Chapter 3
=========

3.2 Linear Regression
----
Linear regression has the form
$$
f(\mathbf{X}) = \beta_0 + \sum_{j=1}^p\mathbf{X}_j\beta_j = E[\mathbf{Y}|\mathbf{X}]
$$
where linear means linear in the coefficients.

The residual sum of square has the form

$$
RSS(\beta) = (y-\mathbf{X}\beta)^T(y-\mathbf{X}\beta) 
$$
To obtain $\hat{\beta}$, we calculate first order derivative and set it to zero:
$$
\frac{\partial RSS}{\partial \beta} = -2\mathbf{X}^T(y-\mathbf{X}\beta) = 0
$$
If we want to obtain an unique solution, we also require the second order differentiation to be positive definite.
$$
\frac{\partial^2RSS}{\partial\beta\partial\beta^T} = 2\mathbf{X}^T\mathbf{X}
$$
This is equivalent to say $\mathbf{X}^T\mathbf{X}$ has full rank, or what we have always talked about: no collinearity between variables.

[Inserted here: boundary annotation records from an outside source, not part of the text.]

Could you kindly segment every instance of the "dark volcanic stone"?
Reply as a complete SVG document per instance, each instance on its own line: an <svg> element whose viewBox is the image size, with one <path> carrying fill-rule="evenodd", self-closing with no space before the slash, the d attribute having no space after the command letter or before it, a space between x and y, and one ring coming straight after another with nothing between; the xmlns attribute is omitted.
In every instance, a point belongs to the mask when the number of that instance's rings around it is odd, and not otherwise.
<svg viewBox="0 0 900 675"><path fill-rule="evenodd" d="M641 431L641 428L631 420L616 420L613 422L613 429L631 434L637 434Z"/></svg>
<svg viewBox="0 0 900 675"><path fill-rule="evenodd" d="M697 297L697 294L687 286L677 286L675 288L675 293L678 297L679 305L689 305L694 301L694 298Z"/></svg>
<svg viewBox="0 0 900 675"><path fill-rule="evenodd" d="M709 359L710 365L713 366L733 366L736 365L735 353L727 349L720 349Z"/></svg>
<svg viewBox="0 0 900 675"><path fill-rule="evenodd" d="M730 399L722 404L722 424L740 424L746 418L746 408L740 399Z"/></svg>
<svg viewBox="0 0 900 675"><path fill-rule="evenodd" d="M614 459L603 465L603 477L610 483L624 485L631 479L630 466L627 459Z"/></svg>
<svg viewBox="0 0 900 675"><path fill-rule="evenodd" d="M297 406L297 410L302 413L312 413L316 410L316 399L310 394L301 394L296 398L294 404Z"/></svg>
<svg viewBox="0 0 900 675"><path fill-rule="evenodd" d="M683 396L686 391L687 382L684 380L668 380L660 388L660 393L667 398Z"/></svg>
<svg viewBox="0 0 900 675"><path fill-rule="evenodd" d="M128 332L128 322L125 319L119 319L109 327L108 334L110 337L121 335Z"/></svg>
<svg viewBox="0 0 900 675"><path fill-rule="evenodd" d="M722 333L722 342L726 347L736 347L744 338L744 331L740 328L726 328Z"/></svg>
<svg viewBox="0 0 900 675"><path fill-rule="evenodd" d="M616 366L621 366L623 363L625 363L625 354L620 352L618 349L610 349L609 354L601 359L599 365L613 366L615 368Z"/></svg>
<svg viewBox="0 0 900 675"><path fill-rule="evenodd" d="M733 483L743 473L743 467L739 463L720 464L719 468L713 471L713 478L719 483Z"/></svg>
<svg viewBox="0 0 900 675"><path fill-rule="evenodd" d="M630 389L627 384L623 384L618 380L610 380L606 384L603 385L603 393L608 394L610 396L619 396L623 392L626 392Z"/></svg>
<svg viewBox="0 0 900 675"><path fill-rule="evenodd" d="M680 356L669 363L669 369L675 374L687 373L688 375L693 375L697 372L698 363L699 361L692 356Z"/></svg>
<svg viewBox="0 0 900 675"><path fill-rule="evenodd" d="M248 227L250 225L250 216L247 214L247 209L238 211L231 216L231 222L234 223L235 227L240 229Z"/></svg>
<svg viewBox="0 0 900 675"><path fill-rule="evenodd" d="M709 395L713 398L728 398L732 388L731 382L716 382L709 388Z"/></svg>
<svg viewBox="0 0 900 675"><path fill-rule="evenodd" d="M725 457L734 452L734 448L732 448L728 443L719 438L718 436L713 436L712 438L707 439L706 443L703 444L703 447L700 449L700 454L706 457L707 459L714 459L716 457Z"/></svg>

Finally, the unique solution is $(\mathbf{X}^T\mathbf{X})^{-1}\mathbf{X}^T\mathbf{y}$

As a result, the prediction is
$$
\hat{\mathbf{y}}  = \mathbf{X}\hat{\beta} = \mathbf{X}(\mathbf{X}^T\mathbf{X})^{-1}\mathbf{X}^T\mathbf{y}
$$
we call $\mathbf{X}(\mathbf{X}^T\mathbf{X})^{-1}\mathbf{X}^T$ the projection matrix. Since we are projecting $\mathbf{y}$ to the column space of $\mathbf{X}$.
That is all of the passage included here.